Envoi de Léaud, Solitude de la Voix Lactée
Bonjour Boris Wolowiec,
Merci pour l’envoi de Léaud, Solitude de la Voix Lactée. J’ai toujours pensé à Léaud comme à un arpenteur de l’entre. Entre le vide le plein, entre l’acteur et le non-acteur, entre le spectacle et l’intime, entre la fiction et le documentaire. Léaud ressemble à Martin Lasalle, l’acteur non-professionnel de Pickpocket, un de mes films préférés. Léaud rejoint le cinématographe (l’anti-théâtre défini par Bresson), sans le savoir, peut-être. À ma connaissance, il n’est jamais monté sur une scène. Léaud semble être inquiété par les rôles qu’il interprète. Léaud n’essaye pas de séduire contrairement à la majorité des comédiens. La plupart des acteurs sont passés à côté de leur métier car ils ne sont pas arrivés à incarner leur propre personnage malgré les Lee Strasberg etc.…Les acteurs ne se donnent pas le temps ni la chance de faire mûrir leur caractère. Le spectacle est déjà là, nous naissons avec lui. Devenir acteur c’est d’abord apprendre à se débarrasser du spectacle et il y en a très peu qui y parviennent. Sortir de soi pour révéler l’intérieur de soi, à mon avis c’est cela l’interprétation (ou la non-interprétation). En ce sens, l’écriture est aussi une excellente méthode, bien meilleure (ou différente) de celle de l’acteur. J’ai l’impression que Léaud parvient à se voir en train de jouer et à produire alors un effet de distance et de décalage.

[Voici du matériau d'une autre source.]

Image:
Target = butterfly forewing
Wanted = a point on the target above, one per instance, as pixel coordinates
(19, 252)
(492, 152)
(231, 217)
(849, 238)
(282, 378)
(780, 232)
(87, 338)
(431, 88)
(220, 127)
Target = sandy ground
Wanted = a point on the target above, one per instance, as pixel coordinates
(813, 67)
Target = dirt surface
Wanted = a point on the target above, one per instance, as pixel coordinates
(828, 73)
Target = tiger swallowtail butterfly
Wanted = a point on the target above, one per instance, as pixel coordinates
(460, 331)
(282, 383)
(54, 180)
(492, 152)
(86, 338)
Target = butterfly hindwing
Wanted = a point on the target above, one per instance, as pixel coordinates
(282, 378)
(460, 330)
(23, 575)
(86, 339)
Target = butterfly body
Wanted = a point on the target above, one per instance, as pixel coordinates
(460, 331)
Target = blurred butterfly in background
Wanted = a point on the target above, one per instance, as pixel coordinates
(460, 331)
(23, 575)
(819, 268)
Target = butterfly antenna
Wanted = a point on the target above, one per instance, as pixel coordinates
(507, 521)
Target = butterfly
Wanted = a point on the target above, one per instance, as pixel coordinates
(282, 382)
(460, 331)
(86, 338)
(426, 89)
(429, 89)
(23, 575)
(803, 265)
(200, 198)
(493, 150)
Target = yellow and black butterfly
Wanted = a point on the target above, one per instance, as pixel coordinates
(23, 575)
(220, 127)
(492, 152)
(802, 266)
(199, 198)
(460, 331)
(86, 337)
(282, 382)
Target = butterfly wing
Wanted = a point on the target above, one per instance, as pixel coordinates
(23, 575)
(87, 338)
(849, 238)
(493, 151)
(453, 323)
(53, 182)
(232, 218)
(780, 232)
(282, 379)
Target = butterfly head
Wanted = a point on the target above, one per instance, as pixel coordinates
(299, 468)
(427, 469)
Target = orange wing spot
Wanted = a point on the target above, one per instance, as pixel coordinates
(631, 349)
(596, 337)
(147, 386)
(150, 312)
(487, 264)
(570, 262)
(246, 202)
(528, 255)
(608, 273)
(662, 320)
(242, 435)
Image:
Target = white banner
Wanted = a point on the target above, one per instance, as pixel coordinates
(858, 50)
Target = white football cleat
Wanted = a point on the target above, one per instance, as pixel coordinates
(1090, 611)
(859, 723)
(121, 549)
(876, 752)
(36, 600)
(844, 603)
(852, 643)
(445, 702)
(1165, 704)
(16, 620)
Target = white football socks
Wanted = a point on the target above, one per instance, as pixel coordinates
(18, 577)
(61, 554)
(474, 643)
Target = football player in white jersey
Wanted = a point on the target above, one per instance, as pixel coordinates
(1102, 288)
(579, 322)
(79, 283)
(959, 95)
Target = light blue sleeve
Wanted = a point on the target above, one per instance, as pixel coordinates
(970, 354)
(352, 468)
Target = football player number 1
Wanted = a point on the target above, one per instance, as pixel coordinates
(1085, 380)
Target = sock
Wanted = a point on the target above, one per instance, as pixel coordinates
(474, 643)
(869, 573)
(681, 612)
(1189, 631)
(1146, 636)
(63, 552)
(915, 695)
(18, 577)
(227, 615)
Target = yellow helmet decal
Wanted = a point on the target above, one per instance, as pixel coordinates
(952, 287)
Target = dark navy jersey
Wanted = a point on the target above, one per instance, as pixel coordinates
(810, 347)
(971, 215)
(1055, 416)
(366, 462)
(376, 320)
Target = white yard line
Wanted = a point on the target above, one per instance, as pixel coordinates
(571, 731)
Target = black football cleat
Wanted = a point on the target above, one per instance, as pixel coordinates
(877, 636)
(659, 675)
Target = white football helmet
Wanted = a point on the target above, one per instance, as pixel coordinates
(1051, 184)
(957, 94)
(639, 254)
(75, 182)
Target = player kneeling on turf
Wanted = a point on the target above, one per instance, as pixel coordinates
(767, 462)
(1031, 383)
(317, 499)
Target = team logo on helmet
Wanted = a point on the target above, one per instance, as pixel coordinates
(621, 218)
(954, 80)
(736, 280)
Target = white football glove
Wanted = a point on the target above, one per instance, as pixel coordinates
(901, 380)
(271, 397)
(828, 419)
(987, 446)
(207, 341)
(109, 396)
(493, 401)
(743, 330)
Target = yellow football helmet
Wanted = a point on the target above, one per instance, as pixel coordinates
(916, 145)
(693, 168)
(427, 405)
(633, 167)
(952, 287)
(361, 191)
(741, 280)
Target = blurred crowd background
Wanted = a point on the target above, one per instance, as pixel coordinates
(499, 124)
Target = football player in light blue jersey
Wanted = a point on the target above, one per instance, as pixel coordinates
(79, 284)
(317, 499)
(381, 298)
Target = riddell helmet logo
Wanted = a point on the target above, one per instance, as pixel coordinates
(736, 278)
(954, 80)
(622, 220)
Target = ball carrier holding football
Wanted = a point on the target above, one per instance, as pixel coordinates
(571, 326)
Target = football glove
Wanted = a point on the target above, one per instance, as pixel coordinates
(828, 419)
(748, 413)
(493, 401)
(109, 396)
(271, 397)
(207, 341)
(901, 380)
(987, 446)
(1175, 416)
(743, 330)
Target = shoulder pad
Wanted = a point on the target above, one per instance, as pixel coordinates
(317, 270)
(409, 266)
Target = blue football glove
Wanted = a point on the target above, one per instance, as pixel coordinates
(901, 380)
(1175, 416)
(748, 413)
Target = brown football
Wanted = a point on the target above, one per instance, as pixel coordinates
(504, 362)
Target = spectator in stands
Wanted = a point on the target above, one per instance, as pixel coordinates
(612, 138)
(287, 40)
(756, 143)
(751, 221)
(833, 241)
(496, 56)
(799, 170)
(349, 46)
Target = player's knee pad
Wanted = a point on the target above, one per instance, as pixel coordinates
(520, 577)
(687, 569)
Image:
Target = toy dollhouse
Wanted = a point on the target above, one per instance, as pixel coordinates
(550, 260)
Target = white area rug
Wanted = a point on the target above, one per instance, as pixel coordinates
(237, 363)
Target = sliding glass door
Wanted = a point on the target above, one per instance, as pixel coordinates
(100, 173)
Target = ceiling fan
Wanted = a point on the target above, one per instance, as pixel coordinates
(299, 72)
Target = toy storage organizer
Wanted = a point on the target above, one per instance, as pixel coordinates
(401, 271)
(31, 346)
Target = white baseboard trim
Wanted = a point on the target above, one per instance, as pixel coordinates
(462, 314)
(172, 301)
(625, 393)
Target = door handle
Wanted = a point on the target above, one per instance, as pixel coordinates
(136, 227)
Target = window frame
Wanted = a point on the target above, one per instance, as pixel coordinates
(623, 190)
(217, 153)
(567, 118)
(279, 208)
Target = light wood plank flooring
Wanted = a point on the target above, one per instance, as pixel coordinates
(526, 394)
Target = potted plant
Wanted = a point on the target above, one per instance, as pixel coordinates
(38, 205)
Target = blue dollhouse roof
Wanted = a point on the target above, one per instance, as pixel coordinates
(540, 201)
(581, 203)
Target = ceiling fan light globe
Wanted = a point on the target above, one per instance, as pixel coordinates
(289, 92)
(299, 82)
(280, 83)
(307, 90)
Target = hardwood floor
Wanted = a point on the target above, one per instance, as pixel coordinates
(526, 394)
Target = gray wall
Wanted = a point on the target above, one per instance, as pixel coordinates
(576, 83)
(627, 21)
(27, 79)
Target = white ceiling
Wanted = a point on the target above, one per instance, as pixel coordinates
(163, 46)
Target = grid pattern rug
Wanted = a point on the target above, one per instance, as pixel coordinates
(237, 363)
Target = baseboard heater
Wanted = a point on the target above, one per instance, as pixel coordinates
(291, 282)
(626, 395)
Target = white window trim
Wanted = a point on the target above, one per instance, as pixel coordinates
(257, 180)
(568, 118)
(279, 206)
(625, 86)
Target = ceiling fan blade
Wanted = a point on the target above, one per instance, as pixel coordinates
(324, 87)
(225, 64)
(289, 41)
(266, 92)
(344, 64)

C’est aussi parce que le temps de l’écrit (celui du recul et donc du jeu de Léaud) n’est pas comparable à celui de la parole, de l’immédiat, des autres comédiens. Léaud, comme les acteurs de Bresson rend justice aux interstices, à l’entre-deux qui caractérise les véritables acteurs de cinéma (cinématographe). Léaud met en abyme le jeu de l’acteur comme personne d’autre ne l’a fait avant lui. Le doute s’installe enfin sur l’écran le spectateur est d’autant moins passif.
La Voix lactée de Léaud, c’est très bien vu, entendu plutôt. J’ai pensé à une voix qui serait restée fidèle à l’enfance, au lait maternel, aux 400 coups (« ma mère est morte »). Léaud est abstrait parce qu’il est le spectateur de son rôle. Il joue avec son corps pour se mettre à distance de lui-même contrairement à la majorité des acteurs qui se limitent à utiliser leur corps pour séduire. Si Léaud ne passe jamais à l’acte c’est parce qu’il est déjà présent avant de commencer à jouer. Son corps devance ses incarnations d’un rôle. Pour Léaud la meilleure façon d’agir est peut-être justement de ne pas agir, de ne pas faire l’acteur. Il est dans l’action de la non-action dans l’acte d’un acteur qui annule justement celui de tous les autres comédiens. La contemplation est la meilleure forme d’action et réciproquement.
Le ready-made du jeu fait homme est une excellente formule. Je vous félicite pour ce texte sur Léaud et, plus généralement, pour votre généreuse pratique (formidablement poétique) de l’admiration.
A bientôt,
Philippe Jaffeux
Salut à vous Philippe Jaffeux,
Immense merci pour l’envoi d’Alphabet de A à M. J’aime beaucoup le format du livre. Cela ressemble à un annuaire d’étoiles ou encore à un codex de l’âme.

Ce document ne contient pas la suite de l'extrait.